For the first time in over a year, HP has announced a new tablet for enterprise users: the ElitePad 900. The new device runs Microsoft’s Windows 8 operating system and has optional accessories that make it feasible as a primary computing device.
“HP has already announced a slew of touch-capable Windows 8 products targeted at consumers, but today it has unveiled hardware for the business set,” noted Ars Technica’s Andrew Cunningham. “The HP ElitePad 900 is a 10″ Windows 8 tablet running Intel’s Clover Trail-based Atom processors, and features business-class security features along with a sturdy aluminum frame reminiscent of the company’s business-class EliteBook laptops.”
PCMag’s Joel Santo Domingo detailed the device’s specs: “The ElitePad 900 comes with 2GB of memory, a 64GB SSD for primary storage, 1,280 by 800 resolution (16:10) 10.1-inch screen, dual band Wi-Fi, optional 4G WWAN radio, and optional capacitive pen/stylus support. It measures 0.36 by 7 by 10.28 inches (HWD) independent of the Smart Jackets, so it’s longer but roughly the size of an iPad.

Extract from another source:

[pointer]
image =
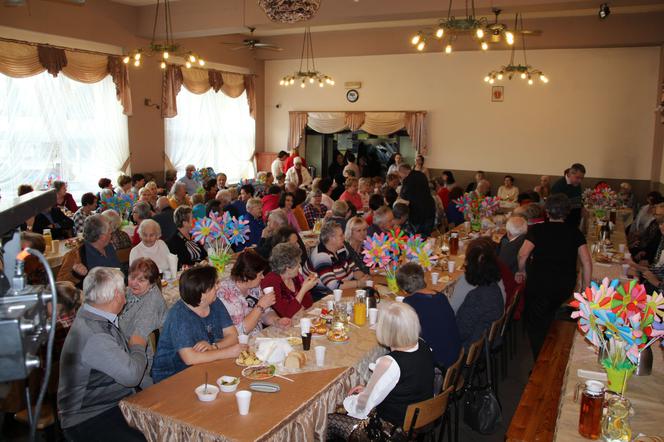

It feels comfortable in the hand, is under two pounds (though there’s no official weight yet). It’s got a built-in 1080p and an 8-megapixel webcam, along with the other features we’ve come to expect from tablets (accelerometers, GPS, voice transcription). Pricing is still to be determined, but we’re expecting it to cost as much as a high-end tablet from iOS or Android makers. The ElitePad 900 will be available in January 2013, so look for it around CES time.”
ReadWriteWeb’s Fredric Paul reported, “By far the most interesting accessory is HP’s ‘smart jacket,’ designed to add capabilities for specific roles. Slipping on the productivity smart jacket adds a hard-connected keyboard, a second battery, better speakers, more ports and more slots. Presto, you’ve got a fully functional laptop. Will the idea of using a tablet as a primary computing device take off in corporate America? That depends on pricing, of course, and HP is not saying how much any of this will cost when it hits the market early next year.”
“The ElitePad 900 thrusts HP back into the ultracompetitive tablet market, where the Palo Alto, Calif.-based PC giant has tried and failed to carve a space for itself in the past,” observed Kristin Bent in CRN. “In August 2011, HP discontinued its debut tablet, the TouchPad, after a brief six weeks on the market.”